The posts have generated a range of feedback on social media, ranging from “Respect the signs” to “It’s public land, isn’t it?”
“I think it’s a little strange to be reporting your neighbors for walking on Mount Jumbo,” one commenter said. “I would think that people could be at least a little more self-governing without high-surveillance tactics!”
“I would think that people could be at least a little more self-governing without high-surveillance tactics!”
In another post, the department responded that it “understands that some in our community have concerns about enforcement related to trespassing on Mount Jumbo during seasonal closures,” but that “when a crime is reported to our department, we investigate it.
“That applies to all reported violations, regardless of type or perceived severity. Our responsibility is to enforce laws and municipal code consistently and fairly.”
But cracking down on trespassing also requires some neighborly accountability. The city benefits from volunteer elk spotters who use binoculars and telescopes to track elk herds (and interlopers) on the mountain from vantage points in their houses. These volunteers have been lauded in state Fish, Wildlife and Parks documents for their contributions to management data. And they’re valuable assets in the effort to combat winter closure violations.
“I do think there is this element of neighbors and friends and family members holding each other accountable to help follow the rules,” Gicklhorn said. “It’s incumbent upon everyone to be a steward of these natural spaces and wildlife populations.”
The city first instituted closures on the mountain in 1996, Gicklhorn said, and formalized them as part of a community-driven Mount Jumbo management plan in 1999. The details of the closures haven’t changed much since then, but the pressures on local wildlife have, with more trail development and more traffic. Still, the elk population has grown gradually over that time, from 50 to 90 to as many as 134 this year. (The crowdsourced nature of this data does make the numbers a little inexact.)
Tensions between Missoula recreationists, elk and the city aren’t new either. Voters helped finance the purchase of the mountain through passage of an open space bond. And some of them feel that entitles taxpayers to year-round access of the mountain, as longtime Missoula journalist Keila Szpaller reported for the Missoulian back in 2007.
“A lot of the public would like to use it more. We pay for it. We’re still paying for it,” one man told Szpaller. “If it’s a warm winter and I can mountain bike in December, I’d like to.”
Similar stories dot Missoulian archives in earlier years. In one 2004 piece, an FWP staffer reminded the public that the Mount Jumbo elk herd is part of what gives the mountain its character: “It’s one of the reasons people coughed up $3 million to buy Mount Jumbo. People want to be able to see the elk up there.”
The elk, unlike the people hiking past the closure signs, have no choice about where they winter. Enforcing the closure, Gicklhorn said, is about protecting wildlife the city has committed to conserving — and honoring what voters paid for.

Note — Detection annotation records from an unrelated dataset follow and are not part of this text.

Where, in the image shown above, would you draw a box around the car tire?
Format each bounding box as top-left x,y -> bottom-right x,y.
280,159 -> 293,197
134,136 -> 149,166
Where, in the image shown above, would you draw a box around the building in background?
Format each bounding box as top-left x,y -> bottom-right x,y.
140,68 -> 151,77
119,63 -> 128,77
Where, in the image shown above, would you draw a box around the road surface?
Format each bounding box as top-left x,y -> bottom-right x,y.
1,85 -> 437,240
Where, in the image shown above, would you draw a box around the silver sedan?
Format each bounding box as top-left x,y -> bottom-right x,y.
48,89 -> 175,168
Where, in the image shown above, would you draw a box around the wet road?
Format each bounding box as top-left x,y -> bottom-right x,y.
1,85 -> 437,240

“We are trying to manage the mountain for the elk with the winter closure, and we’re trying to make decisions in the summer through habitat management projects,” he said. “If we’re doing that to improve the habitat but we’re allowing trespass that is leading to harassment and energy expenditure and changes in behavior for the elk, that doesn’t seem to work well together.
“The fact that there’s a wild elk herd one mile from downtown Missoula is incredibly unique.”